The completion of the dam also signals the closing of the frame of the novel: the human hand has controlled the river. (p. 176)
It may be possible now to stand back from Deliverance, to see it less as an ostensibly realistic narrative by Ed Gentry and more as an artifact by James Dickey the poet. The novel may then be seen as a kind of extended metaphor for the poetic process. In diving into the world of sharks, wolverines, and rapists, one is confronted with beauty, horror, and ambiguity.
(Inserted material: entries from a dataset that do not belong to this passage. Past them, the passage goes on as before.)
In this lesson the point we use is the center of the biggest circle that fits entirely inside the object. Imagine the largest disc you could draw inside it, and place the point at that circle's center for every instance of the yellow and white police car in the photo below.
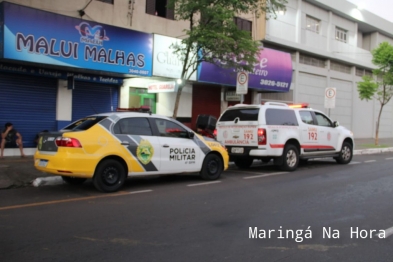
(110, 147)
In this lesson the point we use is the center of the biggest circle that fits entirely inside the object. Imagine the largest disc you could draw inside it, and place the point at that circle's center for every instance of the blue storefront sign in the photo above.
(61, 74)
(42, 37)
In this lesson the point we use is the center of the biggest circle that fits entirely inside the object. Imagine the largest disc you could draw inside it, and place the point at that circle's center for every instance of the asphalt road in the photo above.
(182, 218)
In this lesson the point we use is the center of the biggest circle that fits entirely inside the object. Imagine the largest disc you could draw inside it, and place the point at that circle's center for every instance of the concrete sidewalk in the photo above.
(16, 171)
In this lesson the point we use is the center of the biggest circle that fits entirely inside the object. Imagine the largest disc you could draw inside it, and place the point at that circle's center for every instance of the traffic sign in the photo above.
(330, 97)
(242, 83)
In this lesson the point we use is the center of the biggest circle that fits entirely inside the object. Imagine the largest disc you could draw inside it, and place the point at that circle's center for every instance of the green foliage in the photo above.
(380, 86)
(213, 36)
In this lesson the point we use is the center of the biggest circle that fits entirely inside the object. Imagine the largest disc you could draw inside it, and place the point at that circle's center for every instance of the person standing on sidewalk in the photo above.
(11, 137)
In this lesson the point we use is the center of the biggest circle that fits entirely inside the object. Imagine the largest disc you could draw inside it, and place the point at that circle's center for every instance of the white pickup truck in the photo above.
(284, 134)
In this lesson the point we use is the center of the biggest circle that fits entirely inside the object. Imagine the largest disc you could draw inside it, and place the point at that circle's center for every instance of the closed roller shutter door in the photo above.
(92, 98)
(29, 102)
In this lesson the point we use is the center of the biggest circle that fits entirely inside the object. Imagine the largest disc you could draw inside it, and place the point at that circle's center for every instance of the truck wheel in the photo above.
(345, 155)
(290, 158)
(109, 176)
(71, 180)
(243, 162)
(212, 167)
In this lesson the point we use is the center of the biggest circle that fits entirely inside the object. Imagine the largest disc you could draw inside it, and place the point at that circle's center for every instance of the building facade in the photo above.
(330, 42)
(123, 61)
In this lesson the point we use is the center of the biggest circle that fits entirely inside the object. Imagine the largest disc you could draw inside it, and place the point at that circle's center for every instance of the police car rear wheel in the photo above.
(244, 162)
(345, 155)
(109, 176)
(290, 159)
(212, 167)
(73, 180)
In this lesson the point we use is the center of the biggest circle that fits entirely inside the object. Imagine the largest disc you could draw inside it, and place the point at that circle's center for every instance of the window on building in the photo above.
(107, 1)
(339, 67)
(312, 61)
(313, 24)
(341, 35)
(159, 8)
(243, 24)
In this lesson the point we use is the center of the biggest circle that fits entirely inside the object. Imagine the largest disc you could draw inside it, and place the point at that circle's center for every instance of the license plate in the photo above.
(43, 163)
(237, 150)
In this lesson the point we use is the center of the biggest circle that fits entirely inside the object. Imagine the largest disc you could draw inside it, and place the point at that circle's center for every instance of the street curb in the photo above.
(48, 181)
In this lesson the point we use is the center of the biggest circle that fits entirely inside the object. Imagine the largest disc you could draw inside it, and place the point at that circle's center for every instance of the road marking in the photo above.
(369, 161)
(74, 199)
(388, 232)
(205, 184)
(265, 175)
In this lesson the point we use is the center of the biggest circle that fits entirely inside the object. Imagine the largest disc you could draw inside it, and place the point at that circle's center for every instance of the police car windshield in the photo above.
(84, 123)
(244, 114)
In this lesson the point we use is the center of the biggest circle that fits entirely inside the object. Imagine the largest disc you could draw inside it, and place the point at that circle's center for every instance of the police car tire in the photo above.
(243, 162)
(345, 155)
(109, 176)
(212, 167)
(290, 155)
(73, 180)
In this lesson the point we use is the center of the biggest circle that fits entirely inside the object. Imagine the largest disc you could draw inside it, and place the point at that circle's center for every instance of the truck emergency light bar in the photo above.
(302, 105)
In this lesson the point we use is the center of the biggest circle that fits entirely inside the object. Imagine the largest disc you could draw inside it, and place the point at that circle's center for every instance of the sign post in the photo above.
(242, 84)
(330, 98)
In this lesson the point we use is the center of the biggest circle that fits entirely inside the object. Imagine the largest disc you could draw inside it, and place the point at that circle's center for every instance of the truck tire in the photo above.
(110, 176)
(243, 162)
(290, 158)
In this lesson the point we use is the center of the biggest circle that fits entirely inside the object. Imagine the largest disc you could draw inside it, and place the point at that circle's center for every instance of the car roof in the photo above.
(131, 114)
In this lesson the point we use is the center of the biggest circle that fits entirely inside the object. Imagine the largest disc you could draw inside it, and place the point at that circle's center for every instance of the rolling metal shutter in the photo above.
(29, 102)
(92, 98)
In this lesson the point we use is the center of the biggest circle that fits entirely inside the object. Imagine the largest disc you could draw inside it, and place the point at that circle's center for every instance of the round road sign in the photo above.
(242, 78)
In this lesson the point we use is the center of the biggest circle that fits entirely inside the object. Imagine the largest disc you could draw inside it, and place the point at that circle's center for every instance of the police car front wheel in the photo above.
(110, 176)
(212, 167)
(345, 155)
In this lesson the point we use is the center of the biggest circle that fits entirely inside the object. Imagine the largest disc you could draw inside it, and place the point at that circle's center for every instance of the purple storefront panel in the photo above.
(272, 72)
(43, 37)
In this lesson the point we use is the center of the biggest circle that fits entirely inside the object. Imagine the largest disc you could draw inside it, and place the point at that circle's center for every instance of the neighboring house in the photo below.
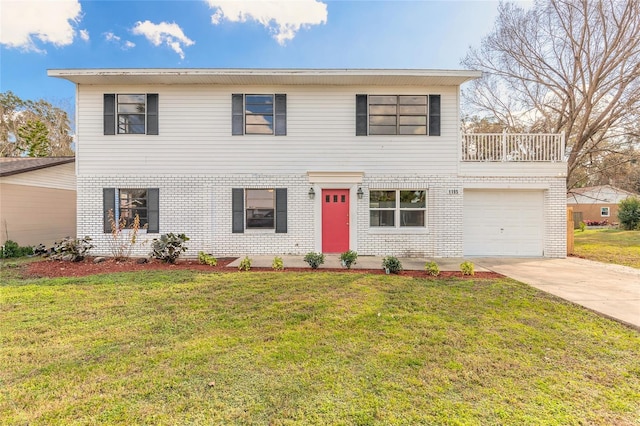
(598, 203)
(37, 199)
(260, 161)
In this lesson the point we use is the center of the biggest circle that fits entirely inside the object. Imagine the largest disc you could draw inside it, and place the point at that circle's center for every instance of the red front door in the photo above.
(335, 220)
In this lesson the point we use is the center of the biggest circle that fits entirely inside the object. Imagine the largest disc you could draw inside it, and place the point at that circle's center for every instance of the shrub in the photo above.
(71, 249)
(207, 259)
(277, 264)
(12, 249)
(432, 269)
(391, 264)
(122, 239)
(629, 213)
(348, 258)
(314, 259)
(245, 264)
(466, 268)
(168, 247)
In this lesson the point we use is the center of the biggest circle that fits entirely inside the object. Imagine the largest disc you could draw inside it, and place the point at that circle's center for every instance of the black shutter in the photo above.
(281, 210)
(237, 113)
(109, 114)
(153, 210)
(281, 115)
(108, 203)
(434, 115)
(152, 113)
(361, 115)
(238, 210)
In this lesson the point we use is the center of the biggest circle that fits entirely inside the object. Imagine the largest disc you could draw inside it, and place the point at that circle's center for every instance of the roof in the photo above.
(253, 77)
(15, 165)
(601, 194)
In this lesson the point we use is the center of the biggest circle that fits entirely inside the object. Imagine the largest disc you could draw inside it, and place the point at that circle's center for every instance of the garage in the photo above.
(503, 222)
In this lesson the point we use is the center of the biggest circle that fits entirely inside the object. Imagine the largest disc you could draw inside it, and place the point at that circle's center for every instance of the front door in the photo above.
(335, 220)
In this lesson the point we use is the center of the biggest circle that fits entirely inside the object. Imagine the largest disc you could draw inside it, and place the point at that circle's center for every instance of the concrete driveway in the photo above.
(611, 290)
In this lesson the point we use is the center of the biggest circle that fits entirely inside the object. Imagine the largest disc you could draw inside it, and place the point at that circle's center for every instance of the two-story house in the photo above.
(287, 161)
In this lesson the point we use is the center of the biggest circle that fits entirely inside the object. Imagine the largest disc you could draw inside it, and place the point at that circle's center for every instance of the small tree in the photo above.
(629, 213)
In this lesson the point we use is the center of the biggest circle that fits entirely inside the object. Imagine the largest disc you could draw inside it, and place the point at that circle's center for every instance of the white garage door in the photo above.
(503, 222)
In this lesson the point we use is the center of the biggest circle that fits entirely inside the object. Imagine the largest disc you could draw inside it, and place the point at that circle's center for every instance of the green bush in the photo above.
(467, 268)
(391, 264)
(348, 258)
(245, 264)
(71, 249)
(12, 249)
(207, 259)
(432, 269)
(277, 264)
(314, 259)
(629, 213)
(168, 247)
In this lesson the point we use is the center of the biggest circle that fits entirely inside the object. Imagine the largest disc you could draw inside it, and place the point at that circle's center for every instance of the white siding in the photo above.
(195, 135)
(62, 176)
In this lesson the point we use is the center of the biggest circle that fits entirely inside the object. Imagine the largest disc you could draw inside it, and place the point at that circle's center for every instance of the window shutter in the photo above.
(281, 210)
(152, 113)
(109, 114)
(434, 115)
(153, 210)
(237, 120)
(361, 115)
(108, 203)
(280, 115)
(238, 210)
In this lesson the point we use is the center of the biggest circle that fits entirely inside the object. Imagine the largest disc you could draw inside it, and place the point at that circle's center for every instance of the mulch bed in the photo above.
(55, 268)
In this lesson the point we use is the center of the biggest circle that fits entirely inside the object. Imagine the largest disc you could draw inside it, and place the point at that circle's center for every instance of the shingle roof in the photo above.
(15, 165)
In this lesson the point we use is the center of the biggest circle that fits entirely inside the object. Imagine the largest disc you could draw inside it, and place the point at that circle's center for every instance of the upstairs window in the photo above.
(135, 114)
(259, 114)
(397, 208)
(397, 115)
Art may give a kind of order to chaos, but in the ordering the artist sees the elements of chaos in more detail than other men. Just as Ed discovers beauty and horror in a situation that demands that he cultivate his inner monster, he also must impose an order on this world and control the monster. (p. 179)
[One] may think of poets like Dante, who descend into hell and return to tell us about it, thereby possibly saving us from having to make the trip ourselves. (pp. 179-80)
Edward Doughtie, "Art and Nature in 'Deliverance'," in Southwest Review (© 1979 by Southern Methodist University Press), Vol. 64, No. 2, Spring, 1979, pp. 167-80.